System Monitoring, Logging, & Incident Response
What gets measured often gets managed. DevOps engineers need to implement systems that monitor app health, track performance, and alert teams before outages occur.
Essential tools and platforms include:
- Prometheus & Grafana (metrics and alerting)
- ELK Stack or OpenSearch (log aggregation)
- Datadog, New Relic, or Splunk (end-to-end observability)
Beyond tool knowledge, look out for engineers who have participated in on-call rotations or led post-incident reviews. Ask how they have approached an incident, from alert to RCA (root cause analysis). Their responses will tell you how they react under pressure and how proactive they are.
Security and Compliance Awareness
In 2025, security is a part of everyone’s job, especially in DevOps. From misconfigured cloud services to exposed secrets in repos, the risks can be real and expensive.
Your DevOps hire must know:
- How to secure pipelines, environments, and containers.
- Tools like Vault, AWS Secrets Manager, or SOPS.
- How to meet compliance standards like SOC 2, ISO 27001, or HIPAA.
Security is not simply about firewalls. It’s about implementing safe practices into every layer of development and deployment. Make sure that the candidates demonstrate a security-first mindset and not just reactive awareness.
Collaboration and Communication Skills
Technical proficiency alone doesn’t suffice. When you hire DevOps engineers they serve as a bridge between developers, QA, security, and operations team. That implies collaboration is just as important as configuration.
Look for signs of:
- Clear and concise technical communication.
- Experience writing documentation or runbooks.
- Ability to conduct knowledge-sharing sessions or onboard teammates.
Ask them behavioral questions such as:
“Tell me about a time you had to align developers and ops teams on a deployment strategy.”

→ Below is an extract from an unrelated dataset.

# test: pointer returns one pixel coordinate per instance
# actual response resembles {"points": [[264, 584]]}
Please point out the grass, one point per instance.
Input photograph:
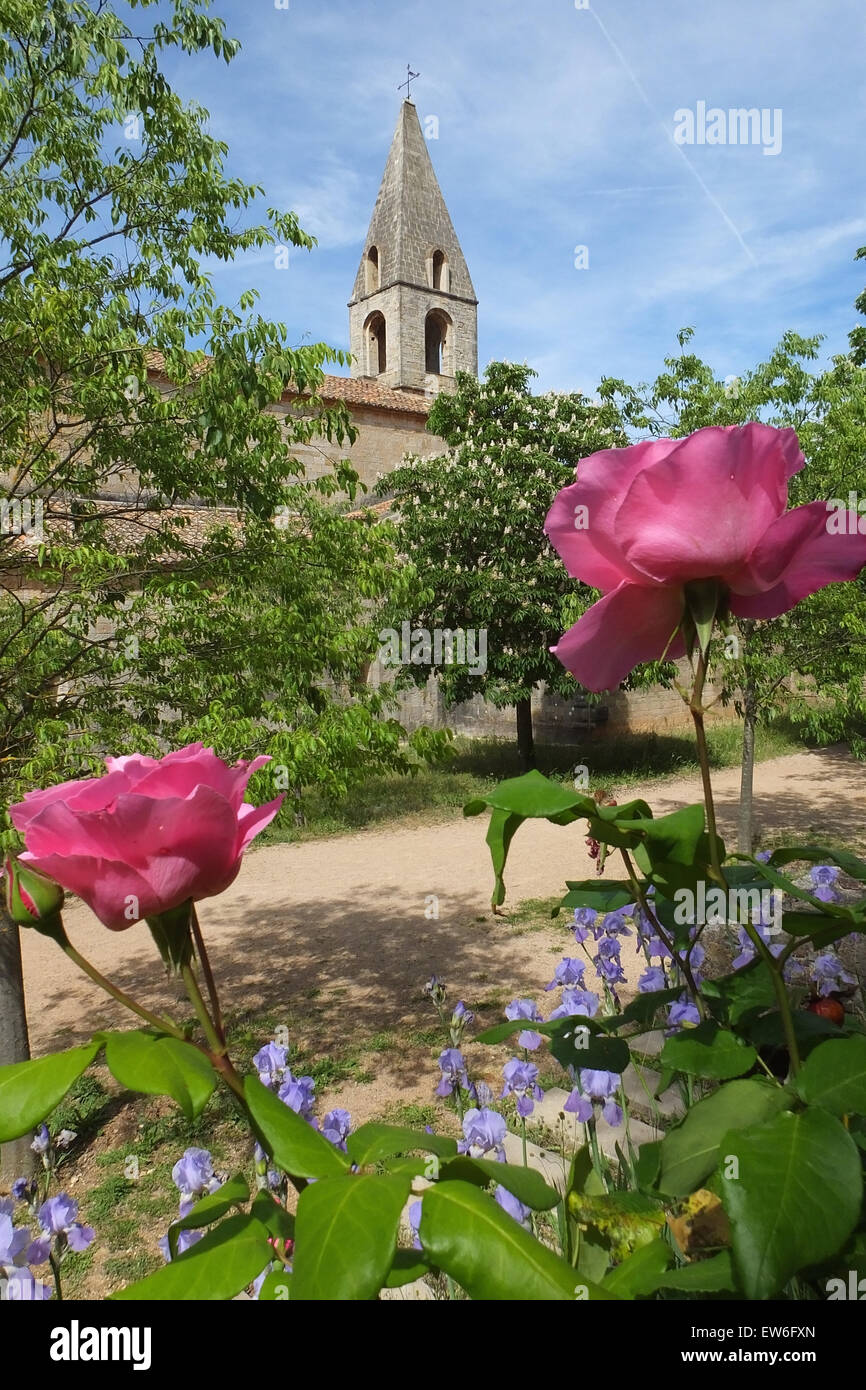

This scenario will reveal how well they operate in real-world team dynamics.
Build a DevOps Team That Drives Results
To build a resilient and high-performance infrastructure team begins with hiring the right talent. The best DevOps engineers bring a blend of deep technical skills, automation mindsets, and collaborative problem solving.
In 2025, when you hire DevOps engineers you are not simply hiring someone to manage deployments, you are onboarding a strategic partner to ensure your software moves quickly, safely, and efficiently. You need a hiring process that looks beyond keywords to meet today’s complexity and tomorrow’s scale. Evaluate candidates in real-world scenarios prioritizing the skills listed above.
Don’t just fill a role, rather future-proof your infrastructure!